“I know that I want to positively impact every environment I find myself in… this opportunity is most certainly going to set me forth on a path to do that in the best way possible,” Fulbright recipient Hannah Rayhill ’18, said.
Rayhill, along with Gianluca Avanzato ’18, from September 2018 to June 2019, will study abroad in Athens, Greece and Berlin, Germany, respectively.
The two seniors are recipients of the English Teaching Assistant Fulbright scholarship (ETA).
“I came back from my study abroad term in India and I knew that I wanted to help people and travel the world and positively impact every environment I could find myself in,” Rayhill said.
As a part of the ETA program, Rayhill and Avanzato will assist local teachers in teaching English.
According to Rayhill, she had accepted a job in insurance before receiving her Fulbright grant.
She feels that this program is an opportunity to expand her horizons beyond what she had previously seen as possible. Rayhill will graduate with an interdisciplinary major in English and Anthropology with a minor in Environmental Science in June.
“I had studied in Greece for two summers researching sea turtles, so I knew that I loved the country… The first place I had ever gone abroad by myself and I read the candidate profile while I was at work study and I got chills. It was as if someone had followed me around for a month and wrote a profile for so I knew that I absolutely had to apply to this one even if there is a very low chance that I’ll get in,” Rayhill said.
In order to be granted their scholarships, both Rayhill and Avanzato had to go through a highly competitive application process that lasted from September to March.
“I always wanted to go back to Germany and Fulbright just seemed like a really good option.
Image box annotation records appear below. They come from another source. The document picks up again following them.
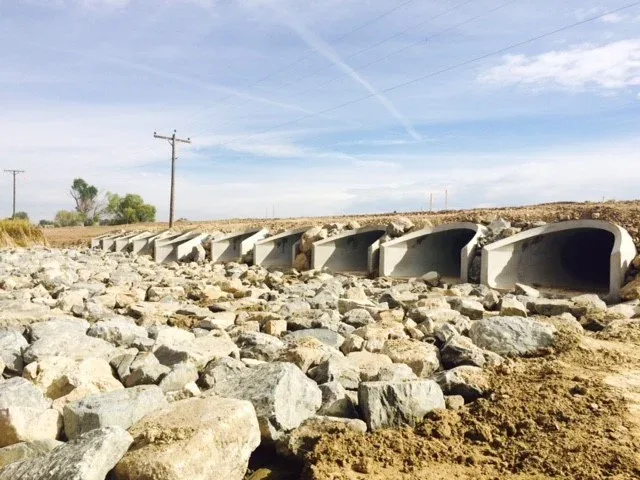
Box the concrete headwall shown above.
[211,228,269,263]
[311,227,385,274]
[253,227,309,268]
[482,220,636,301]
[153,232,207,263]
[380,223,487,282]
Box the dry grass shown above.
[44,200,640,247]
[0,220,47,247]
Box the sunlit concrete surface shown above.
[380,222,487,282]
[153,232,207,263]
[131,230,170,255]
[311,227,386,274]
[211,228,269,263]
[482,220,636,301]
[253,227,310,268]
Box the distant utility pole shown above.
[153,130,191,228]
[5,170,24,218]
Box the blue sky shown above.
[0,0,640,220]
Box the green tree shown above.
[53,210,84,227]
[70,178,103,225]
[106,193,156,225]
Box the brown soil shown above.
[44,201,640,246]
[305,337,640,480]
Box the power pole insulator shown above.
[5,170,25,220]
[153,130,191,228]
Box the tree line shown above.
[38,178,156,227]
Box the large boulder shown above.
[469,317,556,356]
[0,377,62,447]
[23,330,116,363]
[381,338,440,378]
[0,330,29,375]
[358,380,445,430]
[205,362,322,440]
[115,396,260,480]
[153,330,239,370]
[24,357,124,400]
[87,316,148,347]
[64,385,168,439]
[0,427,133,480]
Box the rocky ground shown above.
[0,215,640,480]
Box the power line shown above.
[293,0,518,96]
[180,0,415,135]
[184,0,480,139]
[154,130,191,228]
[5,170,25,219]
[214,2,640,147]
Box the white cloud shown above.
[479,38,640,91]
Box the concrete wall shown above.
[211,228,269,263]
[153,232,207,263]
[482,220,636,301]
[131,230,169,255]
[311,227,385,274]
[253,227,310,268]
[114,232,148,252]
[380,222,487,282]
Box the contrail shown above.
[260,2,422,140]
[29,42,322,114]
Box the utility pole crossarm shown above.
[5,170,25,219]
[153,130,191,228]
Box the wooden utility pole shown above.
[153,130,191,228]
[5,170,24,219]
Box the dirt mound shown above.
[305,342,640,480]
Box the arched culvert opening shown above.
[380,224,484,281]
[311,228,385,274]
[482,220,636,299]
[253,227,309,269]
[211,229,268,263]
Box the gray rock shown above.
[0,427,133,480]
[309,356,360,390]
[433,366,489,402]
[0,330,29,375]
[236,332,284,362]
[200,357,247,388]
[63,385,168,440]
[23,331,116,363]
[87,316,148,347]
[124,363,171,388]
[206,363,322,441]
[342,308,374,328]
[500,297,527,317]
[440,335,485,369]
[533,298,574,317]
[358,380,445,430]
[283,328,344,348]
[158,363,198,393]
[469,317,556,356]
[318,382,357,418]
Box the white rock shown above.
[0,427,133,480]
[115,397,260,480]
[64,385,168,439]
[469,317,556,356]
[358,380,445,430]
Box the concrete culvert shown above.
[211,228,269,263]
[482,220,636,301]
[311,227,386,274]
[253,227,309,269]
[380,222,487,282]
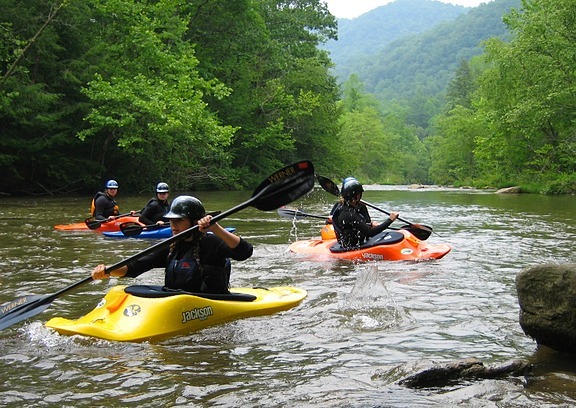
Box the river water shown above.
[0,186,576,407]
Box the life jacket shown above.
[90,191,120,217]
[164,241,232,293]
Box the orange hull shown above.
[289,230,452,261]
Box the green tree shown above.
[476,0,576,188]
[79,0,234,188]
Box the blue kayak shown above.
[102,225,236,239]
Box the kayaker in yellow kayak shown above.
[332,178,398,249]
[92,195,253,293]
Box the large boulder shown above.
[516,264,576,354]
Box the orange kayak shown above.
[288,225,452,261]
[54,216,144,232]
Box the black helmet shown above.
[106,180,118,188]
[164,196,206,220]
[340,177,356,191]
[341,179,364,201]
[156,183,170,193]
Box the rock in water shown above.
[516,264,576,354]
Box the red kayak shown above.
[289,225,452,261]
[54,216,144,232]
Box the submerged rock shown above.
[398,358,532,388]
[496,186,522,194]
[516,264,576,354]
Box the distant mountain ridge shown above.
[323,0,471,80]
[326,0,521,107]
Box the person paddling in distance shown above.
[92,195,253,293]
[90,180,136,221]
[138,182,170,225]
[333,179,398,249]
[327,177,378,227]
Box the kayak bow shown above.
[46,285,307,342]
[288,225,452,261]
[54,216,144,232]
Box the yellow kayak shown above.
[46,285,307,342]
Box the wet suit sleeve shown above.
[200,235,254,266]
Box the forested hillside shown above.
[358,0,520,101]
[322,0,471,81]
[0,0,339,194]
[0,0,576,195]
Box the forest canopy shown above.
[0,0,576,195]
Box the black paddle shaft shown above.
[0,161,314,330]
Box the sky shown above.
[324,0,492,18]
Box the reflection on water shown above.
[0,188,576,407]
I also like teaching and I like language, all those reasons made it appealing,” Avanzato said.
Avanzato is a Political Science major with minors in German and Classical Studies. After his year in Berlin, he plans to go to graduate school and eventually pursue a PhD, possibly in Composition and Rhetoric. He hopes to become a college professor.
“The wonderful thing about this is that it gives me a year to read and write and be in a different country and meet different people.
It just opens up so many more possibilities than if I didn’t get it. I don’t feel locked into place,” Avanzato said. “The US sends students off to different parts of the world to be English teaching assistants or researchers and the idea is that they’re trying to promote good will between nations,” Avanzato said.
The Fulbright Scholarship is a competitive, merit-based scholarship program that awards grants for international exchange.
The program was proposed to Congress in 1945 by Senator J. William Fulbright and was signed into law the next year by President Harry S. Truman.
Since then, the program has expanded and now involves programs in over 160 countries, over 1,900 scholarships are offered and 8,000 grants are given annually.
“Now that I finally have it is literally unreal. It’s not going to be real until I am in Athens and then I will be literally unable to speak… That is an incredible, incredible thing and I cannot believe that I have been so blessed as to have received it,” Rayhill said.